There are additional benefits to these analytical solutions, too. A clear win is the increased environmental sustainability via reduced use of hazardous materials such as oil — literally saving thousands of barrels of oil in the previous example. A more subtle benefit comes from reducing additional vehicle faults and failures that are often accidentally induced by performing maintenance actions, which would mean additional rework, time, and costs. Lastly, indicators from CBM models, operationalized through Dataiku, keep operators from running their vehicles to critical failures while in use, preventing additional incidents that could be potentially dangerous and much more costly to repair.”

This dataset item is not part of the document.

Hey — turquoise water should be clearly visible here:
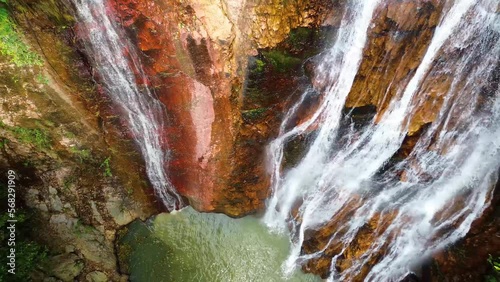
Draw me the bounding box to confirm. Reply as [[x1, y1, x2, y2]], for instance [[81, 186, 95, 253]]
[[120, 208, 321, 282]]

From the Oshkosh Corporation Website:
The concept for Condition Based Maintenance is to continuously assess actual vehicle condition through sensors, observations, and portable devices to provide evidence maintenance is needed. While CBM establishes the ability to measure vehicle conditions, CBM+ provides recommendations for optimizing maintenance schedules and strategies with the overall goal of reduced life cycle costs and improved readiness.
Oshkosh has applied CBM and CBM+ methodologies to numerous defense platforms including UK WT, FMTV A1P2, PLS, and JLTV in addition to Commercial fleets including JLG® Lifts, Pierce® Fire Trucks, and McNeilus® Cement Mixers. Oshkosh is leveraging the capabilities established as a whole to advance CBM technology and predictive and prognostic applications within all Oshkosh products.
Oshkosh is committed to advancing CBM and CBM+ technologies within the tactical wheeled vehicle community. Although CBM is mostly associated with vehicles, Oshkosh is also applying this capability to manufacturing equipment. As manufacturing technology continues to evolve, the importance of understanding equipment conditions becomes increasingly critical. Oshkosh has applied CBM to torque tools and programmable logic controllers to monitor critical conditions and conditions that are difficult to measure manually.